9
votes

We're using Spark Streaming connected to AWS Kinesis stream in order to aggregate (per minute) the metrics that we're receiving and writing the aggregations to influxdb in order to make them available to a real-time dashboard.

Everything is working fine, but we're now considering how should we manage the pauses for deployments and eventual failures of the system.

The docs says that Kinesis integration library is already prepared for failures, checkpoint and so on, but I would like to clarify how checkpoint is working there.

The Kinesis receiver creates an input DStream using the Kinesis Client Library (KCL) provided by Amazon under the Amazon Software License (ASL).
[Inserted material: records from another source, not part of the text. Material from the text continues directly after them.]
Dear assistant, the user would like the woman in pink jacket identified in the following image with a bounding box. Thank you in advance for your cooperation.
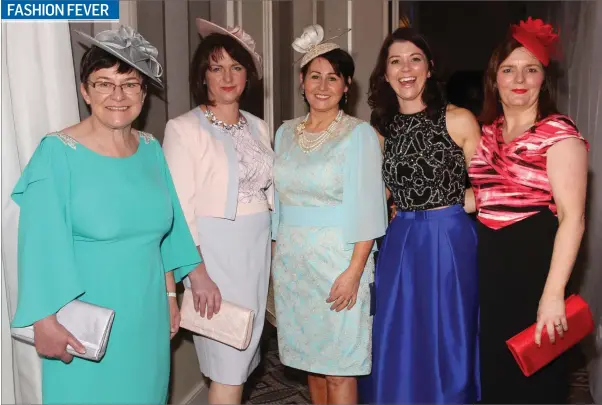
[163,19,273,404]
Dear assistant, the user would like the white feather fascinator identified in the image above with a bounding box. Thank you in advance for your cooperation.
[292,24,349,68]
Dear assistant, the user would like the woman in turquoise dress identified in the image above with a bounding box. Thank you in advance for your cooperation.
[12,27,200,404]
[272,25,387,404]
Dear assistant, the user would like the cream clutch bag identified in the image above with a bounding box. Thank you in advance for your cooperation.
[180,288,255,350]
[11,300,115,361]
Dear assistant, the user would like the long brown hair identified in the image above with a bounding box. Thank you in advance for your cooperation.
[479,34,558,125]
[368,27,445,136]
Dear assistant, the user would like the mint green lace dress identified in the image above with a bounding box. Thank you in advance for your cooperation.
[272,116,387,376]
[12,133,200,404]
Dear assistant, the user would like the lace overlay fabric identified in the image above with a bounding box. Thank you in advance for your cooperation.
[229,125,273,204]
[383,107,467,211]
[272,116,374,375]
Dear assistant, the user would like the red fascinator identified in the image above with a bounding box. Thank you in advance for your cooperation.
[511,17,558,66]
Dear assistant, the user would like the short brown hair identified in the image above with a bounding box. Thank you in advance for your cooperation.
[190,34,259,105]
[479,34,558,125]
[79,45,152,92]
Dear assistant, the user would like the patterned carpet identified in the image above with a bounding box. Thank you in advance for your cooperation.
[243,323,594,404]
[243,322,311,404]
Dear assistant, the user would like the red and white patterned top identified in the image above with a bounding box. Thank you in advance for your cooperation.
[468,115,587,229]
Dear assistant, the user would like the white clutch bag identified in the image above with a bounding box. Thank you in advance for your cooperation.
[180,288,255,350]
[11,300,115,361]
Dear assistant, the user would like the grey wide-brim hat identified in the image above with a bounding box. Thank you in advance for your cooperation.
[74,25,163,88]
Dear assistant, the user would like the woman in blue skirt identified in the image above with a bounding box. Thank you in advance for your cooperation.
[361,28,480,404]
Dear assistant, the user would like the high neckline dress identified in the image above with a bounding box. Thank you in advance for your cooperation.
[12,132,200,404]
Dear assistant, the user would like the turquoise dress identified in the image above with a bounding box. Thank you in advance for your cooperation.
[12,133,200,404]
[272,116,387,376]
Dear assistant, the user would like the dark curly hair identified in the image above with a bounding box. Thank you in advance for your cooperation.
[79,45,152,92]
[368,27,446,136]
[479,33,558,125]
[189,34,259,105]
[301,48,355,110]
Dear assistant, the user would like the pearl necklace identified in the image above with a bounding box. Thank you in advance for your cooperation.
[295,110,343,153]
[205,108,247,132]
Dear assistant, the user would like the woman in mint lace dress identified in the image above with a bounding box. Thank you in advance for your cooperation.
[12,27,200,404]
[272,26,387,404]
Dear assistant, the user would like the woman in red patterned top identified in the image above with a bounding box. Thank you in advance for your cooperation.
[469,18,587,404]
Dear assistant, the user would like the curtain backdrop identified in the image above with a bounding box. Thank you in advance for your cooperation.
[1,22,79,404]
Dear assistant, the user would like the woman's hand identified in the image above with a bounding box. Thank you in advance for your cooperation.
[167,297,180,339]
[33,314,86,363]
[188,263,222,319]
[326,268,362,312]
[535,295,569,346]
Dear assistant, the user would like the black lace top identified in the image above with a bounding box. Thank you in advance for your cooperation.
[383,107,466,211]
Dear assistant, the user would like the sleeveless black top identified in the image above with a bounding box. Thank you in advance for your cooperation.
[383,107,466,211]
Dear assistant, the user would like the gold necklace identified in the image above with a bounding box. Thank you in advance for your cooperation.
[295,110,343,153]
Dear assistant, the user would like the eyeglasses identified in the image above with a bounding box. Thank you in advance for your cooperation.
[89,81,142,96]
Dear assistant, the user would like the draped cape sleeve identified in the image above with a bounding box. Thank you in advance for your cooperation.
[152,142,202,283]
[343,122,387,250]
[11,136,84,327]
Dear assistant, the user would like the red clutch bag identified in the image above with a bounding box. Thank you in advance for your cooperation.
[506,295,594,377]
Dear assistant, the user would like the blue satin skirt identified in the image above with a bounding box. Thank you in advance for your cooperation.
[359,205,478,404]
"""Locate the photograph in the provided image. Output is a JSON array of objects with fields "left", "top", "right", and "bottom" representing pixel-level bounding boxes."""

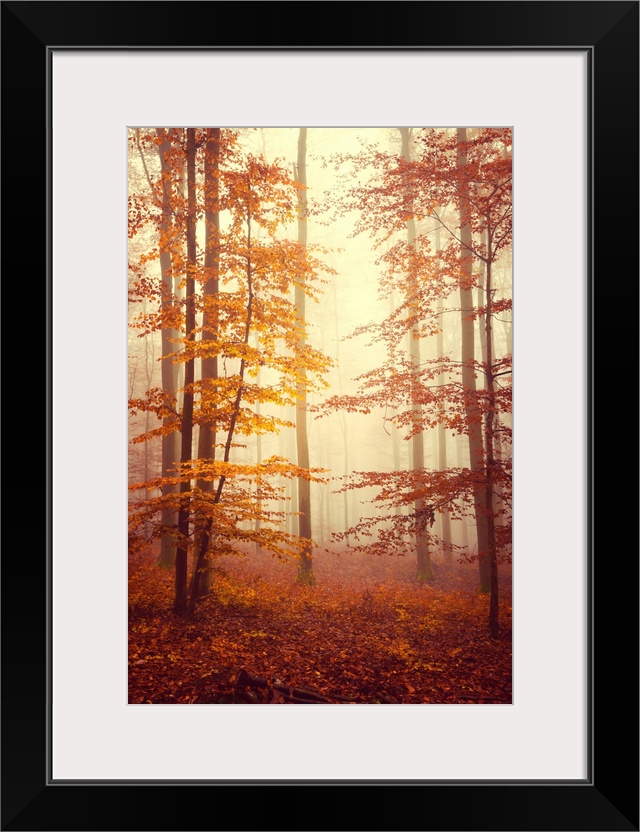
[{"left": 128, "top": 125, "right": 512, "bottom": 705}]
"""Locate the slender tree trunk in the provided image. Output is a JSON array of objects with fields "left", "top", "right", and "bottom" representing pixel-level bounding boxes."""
[
  {"left": 295, "top": 127, "right": 315, "bottom": 586},
  {"left": 254, "top": 332, "right": 262, "bottom": 554},
  {"left": 195, "top": 127, "right": 220, "bottom": 595},
  {"left": 455, "top": 436, "right": 469, "bottom": 552},
  {"left": 435, "top": 226, "right": 453, "bottom": 563},
  {"left": 156, "top": 128, "right": 180, "bottom": 569},
  {"left": 484, "top": 247, "right": 499, "bottom": 638},
  {"left": 398, "top": 127, "right": 433, "bottom": 583},
  {"left": 457, "top": 127, "right": 491, "bottom": 593},
  {"left": 332, "top": 280, "right": 350, "bottom": 546},
  {"left": 173, "top": 127, "right": 196, "bottom": 615},
  {"left": 188, "top": 200, "right": 253, "bottom": 616}
]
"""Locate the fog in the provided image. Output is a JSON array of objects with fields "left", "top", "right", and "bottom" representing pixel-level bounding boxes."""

The KCL builds on top of the Apache 2.0 licensed AWS Java SDK and provides load-balancing, fault-tolerance, checkpointing through the concepts of Workers, Checkpoints, and Shard Leases.

We can define the checkpoint interval for kinesis, but as far as I understand that is just used to mark until which point of the stream we've consumed the metrics. So, we still need to use the checkpointing feature from spark streaming, right?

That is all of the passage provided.